Step 1: Choose a Specific Screening Objective
Although it is always possible to go straight to the RPS Tool and ‘play with the data’ informally, good projects begin with good planning. Getting started requires a clear sense of the screening purpose, key participants, the basis for how watersheds will be compared and the products needed from this comparison. If these elements are clearly addressed in the beginning, the screening will be better targeted, more efficient and less subject to confusion or conflict later on. The following elements are essential:
- Identify the purpose for the screening
- Define the geographic area of interest
- Identify the type of findings and specific products desired
Identify the purpose for the screening
Most users employ Recovery Potential Screening to compare watersheds and identify differences that help inform their actions or decisions. Participants often begin their RPS projects with a non-specific “just compare my watersheds” approach, but the purpose(s) for a screening usually can and should be more narrowly focused. A clear, well-stated objective reveals more about the information that will be needed for a meaningful comparison. As they look closer and discuss the options, users and their workgroups often refine their screening purpose. They may also identify additional purposes for other future screenings. This is a very important part of step 1 and should be given all the time it requires. RPS project planners should consider these factors, at a minimum:
- What statutory program or programs and requirements help define the purpose?
- What if any performance measures or goals help define the purpose?
- What types of information are needed?
- What types of decisions and actions must this information support?
- What are the relevant time frames?
- Will data be available to address more specific purposes of specific participants in the screening?
Defining a clear purpose also helps to reveal who should be involved in the screening. Users who are simply gaining insights for themselves can use the RPS Tool on their desktop and need not involve other participants and roles. One user can do statewide screenings with the RPS Tool easily in an hour or less, but buy-in on findings requires more involvement. For a larger group effort, consider that the participants can fill three basic roles: designers, assessors and appliers. The designers should include people that are essential to defining the scope and purpose, but not necessarily the methods. The assessors should be able to compile and analyze the data, develop the outputs and communicate effectively about them.
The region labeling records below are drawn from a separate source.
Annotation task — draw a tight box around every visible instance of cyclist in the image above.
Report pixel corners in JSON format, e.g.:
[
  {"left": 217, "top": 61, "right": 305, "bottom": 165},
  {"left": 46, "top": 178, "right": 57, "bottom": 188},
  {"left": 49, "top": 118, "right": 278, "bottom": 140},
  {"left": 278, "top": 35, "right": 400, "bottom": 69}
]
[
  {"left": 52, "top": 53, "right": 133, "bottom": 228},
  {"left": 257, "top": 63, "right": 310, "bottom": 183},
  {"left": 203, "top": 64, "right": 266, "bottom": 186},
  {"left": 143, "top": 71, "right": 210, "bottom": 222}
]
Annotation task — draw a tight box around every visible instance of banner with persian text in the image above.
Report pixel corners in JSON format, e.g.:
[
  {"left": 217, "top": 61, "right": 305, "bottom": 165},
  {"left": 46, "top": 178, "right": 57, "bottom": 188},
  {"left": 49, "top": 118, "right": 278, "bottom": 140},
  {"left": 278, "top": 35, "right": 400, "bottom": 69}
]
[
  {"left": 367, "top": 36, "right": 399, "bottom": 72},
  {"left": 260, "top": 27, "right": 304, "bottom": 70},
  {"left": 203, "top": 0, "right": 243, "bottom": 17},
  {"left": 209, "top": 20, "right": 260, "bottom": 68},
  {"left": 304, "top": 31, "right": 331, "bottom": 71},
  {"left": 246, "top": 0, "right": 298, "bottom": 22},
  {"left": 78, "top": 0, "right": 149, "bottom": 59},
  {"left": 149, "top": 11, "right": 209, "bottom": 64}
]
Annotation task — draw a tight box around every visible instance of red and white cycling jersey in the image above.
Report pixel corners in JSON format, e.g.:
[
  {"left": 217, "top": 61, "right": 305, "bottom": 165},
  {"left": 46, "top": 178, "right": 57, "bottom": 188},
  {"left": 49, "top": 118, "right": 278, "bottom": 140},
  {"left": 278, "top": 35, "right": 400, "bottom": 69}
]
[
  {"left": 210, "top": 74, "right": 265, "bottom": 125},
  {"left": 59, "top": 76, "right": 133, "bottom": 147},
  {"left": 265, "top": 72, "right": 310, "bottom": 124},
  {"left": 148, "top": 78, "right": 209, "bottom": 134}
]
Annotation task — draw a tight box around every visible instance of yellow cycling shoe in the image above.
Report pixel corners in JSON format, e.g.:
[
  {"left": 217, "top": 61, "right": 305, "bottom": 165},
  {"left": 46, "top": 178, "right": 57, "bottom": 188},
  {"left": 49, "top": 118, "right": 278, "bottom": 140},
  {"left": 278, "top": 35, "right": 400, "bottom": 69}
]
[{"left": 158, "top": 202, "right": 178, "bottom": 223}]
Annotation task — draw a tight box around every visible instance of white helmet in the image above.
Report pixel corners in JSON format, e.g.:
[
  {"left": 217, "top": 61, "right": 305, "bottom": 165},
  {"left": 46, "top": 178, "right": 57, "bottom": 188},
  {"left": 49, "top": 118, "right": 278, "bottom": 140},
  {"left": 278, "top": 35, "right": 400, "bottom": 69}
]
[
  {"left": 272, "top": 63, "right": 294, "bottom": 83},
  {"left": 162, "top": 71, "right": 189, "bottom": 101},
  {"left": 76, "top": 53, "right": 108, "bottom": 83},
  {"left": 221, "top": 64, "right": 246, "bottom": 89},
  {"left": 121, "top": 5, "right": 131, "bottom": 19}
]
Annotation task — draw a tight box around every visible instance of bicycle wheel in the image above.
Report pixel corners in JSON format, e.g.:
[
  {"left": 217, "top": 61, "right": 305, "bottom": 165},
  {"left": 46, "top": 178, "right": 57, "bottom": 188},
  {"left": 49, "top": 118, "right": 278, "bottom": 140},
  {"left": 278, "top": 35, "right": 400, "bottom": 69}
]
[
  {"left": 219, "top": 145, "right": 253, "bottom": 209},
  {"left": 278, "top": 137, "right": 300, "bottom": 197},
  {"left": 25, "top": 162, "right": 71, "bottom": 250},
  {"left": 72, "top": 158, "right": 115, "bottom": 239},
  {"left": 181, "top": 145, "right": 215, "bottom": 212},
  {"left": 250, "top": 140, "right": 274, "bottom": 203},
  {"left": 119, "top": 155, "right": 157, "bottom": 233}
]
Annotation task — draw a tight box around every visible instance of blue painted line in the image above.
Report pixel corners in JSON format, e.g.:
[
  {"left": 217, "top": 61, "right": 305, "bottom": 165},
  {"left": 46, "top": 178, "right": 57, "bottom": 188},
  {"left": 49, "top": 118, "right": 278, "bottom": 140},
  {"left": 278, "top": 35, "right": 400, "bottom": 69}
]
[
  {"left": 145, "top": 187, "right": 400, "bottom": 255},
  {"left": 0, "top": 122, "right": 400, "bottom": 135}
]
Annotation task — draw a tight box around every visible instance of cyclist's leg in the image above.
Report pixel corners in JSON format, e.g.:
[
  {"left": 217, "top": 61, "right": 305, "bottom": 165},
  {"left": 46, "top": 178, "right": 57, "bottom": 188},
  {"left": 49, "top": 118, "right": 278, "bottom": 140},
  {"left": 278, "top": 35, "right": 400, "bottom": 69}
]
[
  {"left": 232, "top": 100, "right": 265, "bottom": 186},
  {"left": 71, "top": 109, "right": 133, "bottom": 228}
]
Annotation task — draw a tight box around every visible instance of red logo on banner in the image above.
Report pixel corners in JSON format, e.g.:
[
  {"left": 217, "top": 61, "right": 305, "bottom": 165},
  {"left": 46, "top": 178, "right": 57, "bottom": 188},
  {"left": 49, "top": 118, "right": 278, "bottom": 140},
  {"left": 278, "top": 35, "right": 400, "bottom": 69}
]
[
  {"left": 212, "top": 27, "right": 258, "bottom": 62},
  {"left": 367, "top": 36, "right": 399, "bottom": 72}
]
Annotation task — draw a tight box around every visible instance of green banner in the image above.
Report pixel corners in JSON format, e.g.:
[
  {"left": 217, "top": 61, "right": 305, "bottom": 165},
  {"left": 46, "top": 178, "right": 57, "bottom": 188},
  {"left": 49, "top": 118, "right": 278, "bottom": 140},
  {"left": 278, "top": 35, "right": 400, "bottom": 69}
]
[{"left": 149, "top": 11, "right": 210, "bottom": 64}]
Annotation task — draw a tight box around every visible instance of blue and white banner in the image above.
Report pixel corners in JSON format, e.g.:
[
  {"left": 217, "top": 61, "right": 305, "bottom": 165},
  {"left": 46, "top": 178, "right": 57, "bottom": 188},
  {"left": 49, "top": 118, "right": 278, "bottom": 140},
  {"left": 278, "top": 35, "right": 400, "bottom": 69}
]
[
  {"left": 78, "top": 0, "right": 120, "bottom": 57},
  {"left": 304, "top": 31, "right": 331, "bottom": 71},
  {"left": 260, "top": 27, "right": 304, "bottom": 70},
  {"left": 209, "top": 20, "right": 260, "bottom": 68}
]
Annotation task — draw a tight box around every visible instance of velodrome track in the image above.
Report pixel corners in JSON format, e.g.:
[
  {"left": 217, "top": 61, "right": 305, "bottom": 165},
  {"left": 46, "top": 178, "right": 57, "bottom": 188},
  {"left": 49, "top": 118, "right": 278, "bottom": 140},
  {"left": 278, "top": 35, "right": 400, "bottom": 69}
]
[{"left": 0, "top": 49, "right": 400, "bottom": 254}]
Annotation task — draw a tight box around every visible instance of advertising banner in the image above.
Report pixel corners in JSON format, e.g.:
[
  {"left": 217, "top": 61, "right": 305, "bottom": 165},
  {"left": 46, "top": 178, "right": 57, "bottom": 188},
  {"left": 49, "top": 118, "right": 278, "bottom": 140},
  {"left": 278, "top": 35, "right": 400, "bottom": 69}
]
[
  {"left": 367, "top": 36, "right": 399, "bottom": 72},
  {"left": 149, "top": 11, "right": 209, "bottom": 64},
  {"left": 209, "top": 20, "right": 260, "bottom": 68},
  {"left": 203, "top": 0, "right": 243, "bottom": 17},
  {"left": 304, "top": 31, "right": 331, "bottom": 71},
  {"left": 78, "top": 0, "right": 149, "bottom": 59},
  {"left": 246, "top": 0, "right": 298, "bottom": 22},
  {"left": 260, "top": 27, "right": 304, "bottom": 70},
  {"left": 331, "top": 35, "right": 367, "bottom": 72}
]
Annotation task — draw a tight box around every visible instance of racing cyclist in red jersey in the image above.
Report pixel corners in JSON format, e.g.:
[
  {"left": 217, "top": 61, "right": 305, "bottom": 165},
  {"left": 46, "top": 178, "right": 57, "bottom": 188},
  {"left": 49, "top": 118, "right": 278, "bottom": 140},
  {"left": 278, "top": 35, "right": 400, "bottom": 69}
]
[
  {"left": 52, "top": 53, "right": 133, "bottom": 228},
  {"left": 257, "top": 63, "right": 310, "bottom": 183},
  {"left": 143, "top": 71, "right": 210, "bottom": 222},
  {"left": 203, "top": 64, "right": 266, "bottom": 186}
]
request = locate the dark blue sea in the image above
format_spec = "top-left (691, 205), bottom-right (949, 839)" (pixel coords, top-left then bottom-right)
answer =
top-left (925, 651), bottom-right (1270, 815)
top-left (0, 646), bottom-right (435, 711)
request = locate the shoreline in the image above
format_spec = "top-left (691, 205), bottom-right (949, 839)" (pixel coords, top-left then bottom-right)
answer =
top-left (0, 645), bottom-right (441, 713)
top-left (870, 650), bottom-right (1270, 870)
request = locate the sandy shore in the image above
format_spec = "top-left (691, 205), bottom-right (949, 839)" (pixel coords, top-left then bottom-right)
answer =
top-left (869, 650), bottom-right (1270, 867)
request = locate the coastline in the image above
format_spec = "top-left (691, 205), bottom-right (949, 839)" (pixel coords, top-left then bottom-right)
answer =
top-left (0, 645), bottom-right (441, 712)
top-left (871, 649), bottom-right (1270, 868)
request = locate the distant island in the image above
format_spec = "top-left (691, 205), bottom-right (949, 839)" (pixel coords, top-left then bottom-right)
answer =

Key skills for assessors usually include detailed knowledge of the watersheds and problems being assessed, ability to use geospatial data and spreadsheets, and the ability to communicate scientific information to more general audiences. The appliers are the users of screening assessment results and thus also often play an important designer role. Although involving many participants in these roles may seem complicated, broader involvement of others generally increases buy-in and relevance of the RPS results to more stakeholders’ activities.
Define the geographic area of interest
It is crucial to define the entire geographic area within which watersheds will be screened and compared. RPS was first designed and is still often used at whole-state scale, but there is no reason to always screen everything statewide. More often than not, the RPS Tool is effectively used to compare the sub-units of a large watershed (e.g., HUC12s within one HUC8), county, river basin or ecoregion. Further, RPS projects often target a subset of the watersheds scattered throughout a larger area (such as only the cropland-dominated watersheds throughout a large ecoregion, or only the watersheds within a state that contain tribal lands). Screening can take place on any geographic area that contains multiple smaller watershed units, provided that sufficient data are available on those units. Note, however, that comparing just a few watersheds (e.g., less than 15) to one another is not recommended as too small a sample for the relative scoring process used in RPS.
Identify the type of findings and specific products desired
The initial scoping should also clearly describe the intended products of the screening and how these will exemplify your watershed comparison in a useful way. For example, do you wish to identify some proportion of the watersheds with greater recovery potential? Can you quantify the size of the group of watersheds (e.g., top 50%, 10%, 2%; top 5, top 100 watersheds) you would want to target? Is a numerically rank-ordered list desirable, or is a qualifying group of watersheds adequate? Are percentile-based groups appropriate? Further, is your screening tasked to provide a final selection or rank-ordering, or is it expected to identify alternative choices and communicate these to decision-makers? Will you want a single interpretive map, or several maps (or graphs, or rank-ordered lists) showing alternative interpretations? Work back from the desired RPS Tool products to be sure your screening design will get you there.
When you have a firm sense of screening purpose and participants, geographic area of focus, and desired outputs, you are ready to move on to the next step.